For some, striking up conversations with potential referral contacts feels as natural as smiling at every dog on your morning walk. For many, however, the idea of doing a promotional blast in their area fills them with dread and anxiety. Promoting your own business and services can feel uncomfortable – nervousness and concern about being too sales-y may be enough for you to avoid it altogether. Yet there are ways to approach this key marketing area which may remove some of the ‘ick’ and allow you to break the networking ice in comfort.
Try a reframe
When we are running a business, and especially one we really care about, everything about it can feel personal. As the driving force behind all decisions, it’s easy to worry about the perceptions of others and for imposter syndrome to take hold. If you don’t relish the limelight, being the name and face of your dog work is likely to take some getting used to. Rather than thinking ‘now I basically have to become a Juilliard graduate and completely change my personality’, it can be helpful to remind yourself of why you’re doing this work in the first place.
For many R+ dog pros, it’s because they love what they do and really want to make a difference to the lives of people and dogs. Marketing your business, therefore, isn’t about being the star of the show and telling everyone how great you are. Instead, it’s just an everyday part of the work that allows you to have the impact you want – no different to doing your taxes! This reframe may help to take the intensity out of promotional interactions. The local groomer wasn’t so interested in what you had to say this time? Ah well – that’s just part of the game when you’re making the world better for dogs.
Cast a wide net
When thinking about potential referral sources, get creative! They don’t have to be limited to dog businesses, such as vets and pet stores. Dogs live with and impact all sorts of people which means you can cast a wide networking net. Community centers, dentists, cafes, hairdressers and accountants are likely to be filled with dog loving staff and clients. The more conversations you have, the more practiced you will become at talking about your amazing business. It also serves as a reminder that if one door isn’t quite open yet, there are plenty of others to walk up to. If there are businesses you already have contact with, this can also provide a softer conversation starter. If you have a favorite cafe or local gym you frequent, promoting your business in these spaces can provide a comfier starting point.
Do your research
Have you ever had a client mention that they love your website, or were excited to see that you offer a particular service? Feels good, right? Small businesses in particular often put a lot of heart and soul into the products and services they offer. Prior to approaching a potential network contact, take some time to understand what they do and what makes them unique. Not only will they appreciate you taking an interest, it can also provide good conversation material and will help you find shared values. If you’re passionate about canine nutrition and a store near you prides itself on sourcing local and high quality pet food options, this could be a perfect ice breaker. Or perhaps your local garden center specializes in sustainable planting methods and you’re a bit of green thumb. Could you chat to them about which plants are safe and resilient for dogs? Finding common ground is one way to combat possible conversation lulls and deepen relationships.
Let your work do the talking
Handing out business cards and flyers, especially to a cold contact, can be a particularly intimidating thing to do for many people. It also doesn’t provide a lot of information about who you are and what makes you different.
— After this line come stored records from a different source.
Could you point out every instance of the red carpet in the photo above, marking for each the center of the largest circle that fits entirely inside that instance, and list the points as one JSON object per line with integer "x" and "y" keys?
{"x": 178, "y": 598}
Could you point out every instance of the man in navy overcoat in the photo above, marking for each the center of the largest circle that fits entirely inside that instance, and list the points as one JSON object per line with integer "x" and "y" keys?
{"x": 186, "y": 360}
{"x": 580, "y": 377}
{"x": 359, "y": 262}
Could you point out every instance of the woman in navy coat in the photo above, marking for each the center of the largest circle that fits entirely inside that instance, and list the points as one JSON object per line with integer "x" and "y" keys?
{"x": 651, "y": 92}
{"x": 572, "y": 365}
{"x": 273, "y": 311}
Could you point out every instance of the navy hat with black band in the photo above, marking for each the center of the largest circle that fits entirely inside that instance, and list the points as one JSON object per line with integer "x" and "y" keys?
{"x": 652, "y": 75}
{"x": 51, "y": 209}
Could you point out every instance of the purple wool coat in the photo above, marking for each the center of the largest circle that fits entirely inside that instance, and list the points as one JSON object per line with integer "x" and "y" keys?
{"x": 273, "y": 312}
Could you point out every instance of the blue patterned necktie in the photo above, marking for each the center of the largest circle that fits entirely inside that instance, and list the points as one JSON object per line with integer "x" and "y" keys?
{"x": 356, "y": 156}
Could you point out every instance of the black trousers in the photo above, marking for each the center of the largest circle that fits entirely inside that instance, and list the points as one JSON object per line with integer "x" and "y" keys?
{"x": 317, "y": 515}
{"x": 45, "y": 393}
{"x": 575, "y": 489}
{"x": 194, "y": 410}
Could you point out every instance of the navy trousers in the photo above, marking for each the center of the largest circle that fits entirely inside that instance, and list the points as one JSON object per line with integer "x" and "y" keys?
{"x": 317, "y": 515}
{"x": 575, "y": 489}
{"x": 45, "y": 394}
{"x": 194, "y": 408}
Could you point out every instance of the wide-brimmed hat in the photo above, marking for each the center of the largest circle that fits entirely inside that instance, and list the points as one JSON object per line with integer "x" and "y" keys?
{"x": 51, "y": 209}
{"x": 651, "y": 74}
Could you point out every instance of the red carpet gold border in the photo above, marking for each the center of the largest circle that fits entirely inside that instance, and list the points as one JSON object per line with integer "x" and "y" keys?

Creating resources that do the talking for you, and create value for others, is a great way around this. Think about the likely business pain points for potential referrals. Anything that saves them time, generates more business for them or furthers their cause is likely to be well received.
If you are approaching a local vet, for example, a handout on specific behavior issues, such as housetraining or separation anxiety, is likely to make a bigger impact. Similarly, with your client’s permission you could provide vets with clear and helpful assessment notes they can refer to when seeing mutual clients. You could even organize a meeting to chat about what information is most useful to them, and vice versa.
If you have an online or print newsletter, ask a local business if you can interview them for a feature story. Not only do most people love talking about what they do, it also means they will be keen to feature your newsletter at their premises and/or via their social media. If you’re in need of material for the rest of your newsletter, dogbiz offers an easy way to make this happen.
If thawing rather than breaking the networking ice feels more natural, don’t let this be a barrier to your business success. Experiment with a range of strategies and find what works for you. What may feel gut wrenching at first will soon become second nature and you’ll be networking up a (quiet and thoughtful) storm.